Produktinformationsblatt – Versprochen ist versprochen!

Produktinformationsblatt – Versprochen ist versprochen!

Böse Zungen behaupten, die eigentliche Bedeutung von WWW steht für Warten, Warten, Warten.

50 MBit/s verspricht der DSL-Anbieter in der Werbung – grundsätzlich erstmal OK. Gefühlt ist es allerdings deutlich weniger. Alles ist irgendwie zäh. Speedtests bestätigen das Gefühl. Mal 20, mal 10, manchmal 45 MBit/s – oftmals abhängig von der Uhrzeit – irgendwas stimmt hier nicht!

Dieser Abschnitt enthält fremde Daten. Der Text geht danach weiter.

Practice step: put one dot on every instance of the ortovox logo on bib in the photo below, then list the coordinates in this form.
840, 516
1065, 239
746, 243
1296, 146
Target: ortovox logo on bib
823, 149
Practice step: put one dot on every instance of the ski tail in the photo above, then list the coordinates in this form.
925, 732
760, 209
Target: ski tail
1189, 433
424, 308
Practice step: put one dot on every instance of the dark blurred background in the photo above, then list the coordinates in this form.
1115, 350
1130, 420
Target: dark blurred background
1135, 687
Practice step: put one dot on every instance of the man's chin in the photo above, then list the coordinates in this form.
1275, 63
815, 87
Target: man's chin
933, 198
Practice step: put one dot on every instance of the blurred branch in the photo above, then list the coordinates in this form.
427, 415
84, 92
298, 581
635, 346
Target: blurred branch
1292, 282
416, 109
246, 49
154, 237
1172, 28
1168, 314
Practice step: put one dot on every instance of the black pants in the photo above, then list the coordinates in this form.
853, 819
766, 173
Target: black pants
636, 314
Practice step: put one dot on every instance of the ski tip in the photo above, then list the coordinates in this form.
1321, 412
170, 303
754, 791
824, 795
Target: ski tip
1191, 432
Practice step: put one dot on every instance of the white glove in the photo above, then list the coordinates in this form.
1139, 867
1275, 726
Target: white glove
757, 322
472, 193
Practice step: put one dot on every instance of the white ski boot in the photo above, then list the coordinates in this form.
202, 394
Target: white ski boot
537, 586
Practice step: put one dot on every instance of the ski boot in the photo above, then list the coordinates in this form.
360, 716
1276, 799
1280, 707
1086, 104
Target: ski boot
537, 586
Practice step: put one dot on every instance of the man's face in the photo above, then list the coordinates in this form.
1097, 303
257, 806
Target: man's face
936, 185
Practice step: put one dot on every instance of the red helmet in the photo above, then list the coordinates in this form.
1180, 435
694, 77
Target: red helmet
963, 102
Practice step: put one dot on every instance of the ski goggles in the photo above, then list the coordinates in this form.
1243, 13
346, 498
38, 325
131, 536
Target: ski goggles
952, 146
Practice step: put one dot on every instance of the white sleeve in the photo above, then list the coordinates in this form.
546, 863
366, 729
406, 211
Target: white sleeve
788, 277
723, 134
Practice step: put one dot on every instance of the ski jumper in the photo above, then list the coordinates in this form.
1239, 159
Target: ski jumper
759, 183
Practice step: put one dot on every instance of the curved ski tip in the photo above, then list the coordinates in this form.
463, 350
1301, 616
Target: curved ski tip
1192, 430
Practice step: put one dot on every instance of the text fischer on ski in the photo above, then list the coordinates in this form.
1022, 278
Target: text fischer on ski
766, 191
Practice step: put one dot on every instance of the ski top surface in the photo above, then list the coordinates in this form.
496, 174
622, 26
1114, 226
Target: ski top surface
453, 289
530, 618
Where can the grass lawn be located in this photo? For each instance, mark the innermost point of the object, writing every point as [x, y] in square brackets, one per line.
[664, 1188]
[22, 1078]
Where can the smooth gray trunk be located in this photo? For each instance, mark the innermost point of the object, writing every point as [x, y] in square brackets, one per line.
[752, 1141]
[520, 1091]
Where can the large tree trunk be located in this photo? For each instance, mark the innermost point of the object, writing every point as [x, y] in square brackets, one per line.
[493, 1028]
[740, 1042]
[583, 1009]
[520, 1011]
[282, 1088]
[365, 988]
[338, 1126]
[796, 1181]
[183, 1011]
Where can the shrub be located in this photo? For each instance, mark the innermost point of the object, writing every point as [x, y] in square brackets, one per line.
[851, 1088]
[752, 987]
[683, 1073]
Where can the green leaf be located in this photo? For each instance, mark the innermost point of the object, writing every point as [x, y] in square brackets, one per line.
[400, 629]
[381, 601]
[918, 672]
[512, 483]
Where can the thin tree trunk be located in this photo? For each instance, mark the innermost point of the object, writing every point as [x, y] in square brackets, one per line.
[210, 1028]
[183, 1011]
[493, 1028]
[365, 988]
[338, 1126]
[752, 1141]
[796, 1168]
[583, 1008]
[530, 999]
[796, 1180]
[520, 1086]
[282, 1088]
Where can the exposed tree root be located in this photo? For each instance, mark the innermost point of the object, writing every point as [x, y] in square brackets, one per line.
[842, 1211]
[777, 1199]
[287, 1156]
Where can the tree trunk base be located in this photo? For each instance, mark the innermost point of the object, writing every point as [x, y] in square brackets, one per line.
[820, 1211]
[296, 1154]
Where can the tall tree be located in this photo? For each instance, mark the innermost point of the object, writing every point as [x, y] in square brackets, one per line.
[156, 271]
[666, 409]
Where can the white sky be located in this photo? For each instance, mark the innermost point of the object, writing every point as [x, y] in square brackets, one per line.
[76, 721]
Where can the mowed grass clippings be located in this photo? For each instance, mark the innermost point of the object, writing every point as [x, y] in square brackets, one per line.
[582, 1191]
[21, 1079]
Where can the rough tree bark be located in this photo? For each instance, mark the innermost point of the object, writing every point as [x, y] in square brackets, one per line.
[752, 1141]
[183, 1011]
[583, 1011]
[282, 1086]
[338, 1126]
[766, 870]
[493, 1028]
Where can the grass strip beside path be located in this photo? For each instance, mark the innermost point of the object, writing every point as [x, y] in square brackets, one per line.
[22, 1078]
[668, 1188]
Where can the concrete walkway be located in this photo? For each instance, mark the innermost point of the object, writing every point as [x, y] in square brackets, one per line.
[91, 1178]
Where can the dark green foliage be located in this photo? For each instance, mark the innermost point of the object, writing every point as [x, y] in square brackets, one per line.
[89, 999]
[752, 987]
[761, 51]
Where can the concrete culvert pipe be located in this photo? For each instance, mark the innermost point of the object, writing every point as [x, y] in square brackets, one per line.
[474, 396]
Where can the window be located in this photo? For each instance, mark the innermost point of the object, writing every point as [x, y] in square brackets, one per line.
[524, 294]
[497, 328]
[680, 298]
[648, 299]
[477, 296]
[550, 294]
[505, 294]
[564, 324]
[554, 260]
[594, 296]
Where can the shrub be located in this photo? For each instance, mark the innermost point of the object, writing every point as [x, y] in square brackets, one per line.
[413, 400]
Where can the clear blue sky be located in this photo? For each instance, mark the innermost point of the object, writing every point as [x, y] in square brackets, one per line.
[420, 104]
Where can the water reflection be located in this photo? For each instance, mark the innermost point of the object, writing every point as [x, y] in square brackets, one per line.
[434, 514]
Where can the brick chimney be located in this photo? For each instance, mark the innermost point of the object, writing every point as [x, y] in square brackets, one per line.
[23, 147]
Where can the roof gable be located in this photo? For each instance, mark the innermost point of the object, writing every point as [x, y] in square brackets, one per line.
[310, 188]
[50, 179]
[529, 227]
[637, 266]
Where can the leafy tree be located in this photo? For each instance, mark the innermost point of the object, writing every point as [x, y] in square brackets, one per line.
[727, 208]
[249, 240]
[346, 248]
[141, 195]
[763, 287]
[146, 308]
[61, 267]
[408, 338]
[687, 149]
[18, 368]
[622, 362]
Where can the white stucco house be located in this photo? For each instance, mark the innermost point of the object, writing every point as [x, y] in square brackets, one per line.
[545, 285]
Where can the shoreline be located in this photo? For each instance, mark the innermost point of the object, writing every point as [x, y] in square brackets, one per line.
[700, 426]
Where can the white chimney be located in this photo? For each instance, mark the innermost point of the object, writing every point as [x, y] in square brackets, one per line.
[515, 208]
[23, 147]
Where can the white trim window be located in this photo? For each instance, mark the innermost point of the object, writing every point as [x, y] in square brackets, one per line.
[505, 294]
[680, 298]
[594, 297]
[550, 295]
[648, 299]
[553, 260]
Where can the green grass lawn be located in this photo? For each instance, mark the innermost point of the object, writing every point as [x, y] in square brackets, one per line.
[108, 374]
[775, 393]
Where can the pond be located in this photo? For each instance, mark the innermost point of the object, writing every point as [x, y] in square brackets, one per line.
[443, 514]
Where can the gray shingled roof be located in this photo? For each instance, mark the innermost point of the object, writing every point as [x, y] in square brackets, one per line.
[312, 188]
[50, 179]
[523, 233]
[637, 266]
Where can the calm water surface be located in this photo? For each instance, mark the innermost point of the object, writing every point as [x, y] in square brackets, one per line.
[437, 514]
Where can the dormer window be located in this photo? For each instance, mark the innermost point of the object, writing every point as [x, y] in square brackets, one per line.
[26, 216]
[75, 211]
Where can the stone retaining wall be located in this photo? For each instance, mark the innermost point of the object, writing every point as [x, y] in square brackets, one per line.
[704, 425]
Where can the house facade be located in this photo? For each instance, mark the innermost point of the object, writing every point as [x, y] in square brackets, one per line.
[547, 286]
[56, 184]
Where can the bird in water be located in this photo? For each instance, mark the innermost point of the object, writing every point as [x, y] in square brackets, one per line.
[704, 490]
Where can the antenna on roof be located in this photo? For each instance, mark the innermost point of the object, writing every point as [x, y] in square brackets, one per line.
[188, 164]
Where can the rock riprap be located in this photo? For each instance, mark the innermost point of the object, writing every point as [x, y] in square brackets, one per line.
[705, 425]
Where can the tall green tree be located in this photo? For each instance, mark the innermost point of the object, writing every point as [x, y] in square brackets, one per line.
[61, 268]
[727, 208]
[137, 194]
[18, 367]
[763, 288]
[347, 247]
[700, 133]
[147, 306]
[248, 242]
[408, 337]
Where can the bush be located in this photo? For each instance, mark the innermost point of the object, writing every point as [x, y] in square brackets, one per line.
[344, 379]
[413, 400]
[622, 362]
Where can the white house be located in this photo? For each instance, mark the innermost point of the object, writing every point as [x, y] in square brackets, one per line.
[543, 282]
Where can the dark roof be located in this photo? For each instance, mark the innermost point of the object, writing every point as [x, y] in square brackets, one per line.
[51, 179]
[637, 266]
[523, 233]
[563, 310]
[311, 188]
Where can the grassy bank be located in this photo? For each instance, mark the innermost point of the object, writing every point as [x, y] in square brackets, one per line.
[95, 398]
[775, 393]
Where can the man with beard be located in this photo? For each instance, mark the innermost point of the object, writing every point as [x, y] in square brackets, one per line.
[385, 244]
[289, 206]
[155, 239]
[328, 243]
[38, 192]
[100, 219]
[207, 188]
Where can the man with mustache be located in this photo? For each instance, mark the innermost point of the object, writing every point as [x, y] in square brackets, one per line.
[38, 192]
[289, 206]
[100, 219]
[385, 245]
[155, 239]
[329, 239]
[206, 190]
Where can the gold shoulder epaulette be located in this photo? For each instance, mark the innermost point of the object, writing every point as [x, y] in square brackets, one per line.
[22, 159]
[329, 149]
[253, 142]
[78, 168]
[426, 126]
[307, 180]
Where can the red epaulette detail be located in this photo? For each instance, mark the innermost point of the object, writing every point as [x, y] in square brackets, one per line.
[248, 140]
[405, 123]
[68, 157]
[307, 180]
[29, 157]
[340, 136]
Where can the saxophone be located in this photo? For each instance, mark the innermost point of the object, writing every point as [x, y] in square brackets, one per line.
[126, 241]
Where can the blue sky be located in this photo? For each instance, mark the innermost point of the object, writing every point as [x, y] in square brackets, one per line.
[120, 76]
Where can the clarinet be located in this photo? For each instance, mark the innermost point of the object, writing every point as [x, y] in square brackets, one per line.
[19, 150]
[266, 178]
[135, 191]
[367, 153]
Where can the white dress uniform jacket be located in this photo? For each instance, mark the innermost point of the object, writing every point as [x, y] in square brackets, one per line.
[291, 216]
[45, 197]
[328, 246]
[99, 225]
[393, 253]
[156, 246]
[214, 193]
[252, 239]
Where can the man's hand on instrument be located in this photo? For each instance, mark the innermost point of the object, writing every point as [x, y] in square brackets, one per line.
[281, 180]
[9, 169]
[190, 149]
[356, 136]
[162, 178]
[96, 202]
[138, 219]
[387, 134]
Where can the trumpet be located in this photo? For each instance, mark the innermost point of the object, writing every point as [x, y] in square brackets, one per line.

Zur Sicherheit nochmals ein Blick in die Vertragsunterlagen und ins Kleingedruckte – schließlich hatte ich doch 50 MBit/s bestellt. In den Unterlagen ist die Rede von “bis zu” und “maximal”. Ja, was denn nun? 50 MBit/s oder nicht? Ich sag mal so: Kommt drauf an.

 

Lieblingsvergleich “Auto”

Du möchtest ein Auto kaufen und sagen wir mal die Höchstgeschwindigkeit und der Verbrauch sind zwei wichtige Kriterien für Dich. Also schaust Du zunächst in den Prospekt des Herstellers.

Beliebiges Beispiel: VW Golf TDI SCR, Höchstgeschwindigkeit 230 km/h. Zusätzlicher Hinweis: “*12”:

Die Werte gelten nur für Fahrzeuge mit einem eingefahrenen Motor und optimalen Fahrbahn- und Witterungsbedingungen.

Übertragen auf unseren VDSL50-Anschluss: OK, der Router muss korrekt konfiguriert und die Verkabelung zu Hause muss einwandfrei sein.
Haken dran, das ist machbar.

Allerdings ist es beim VDSL-Anschluss eher wie bei der Angabe zum Kraftstoffverbrauch.
Immer noch unser Beispielfahrzeug: VW Golf TDI SCR. Zusätzlicher Hinweis: “*13” (kleiner Auszug):

Die angegebenen Verbrauchs- und Emissionswerte wurden nach den gesetzlich vorgeschriebenen Messverfahren ermittelt. […]. Sie dienen allein Vergleichszwecken zwischen den verschiedenen Fahrzeugtypen. Zusatzausstattungen und Zubehör (Anbauteile, Reifenformat usw.) können relevante Fahrzeugparameter, wie z. B. Gewicht, Rollwiderstand und Aerodynamik verändern und neben Witterungs- und Verkehrsbedingungen sowie dem individuellen Fahrverhalten den Kraftstoffverbrauch, den Stromverbrauch, die CO₂-Emissionen und die Fahrleistungswerte eines Fahrzeugs beeinflussen.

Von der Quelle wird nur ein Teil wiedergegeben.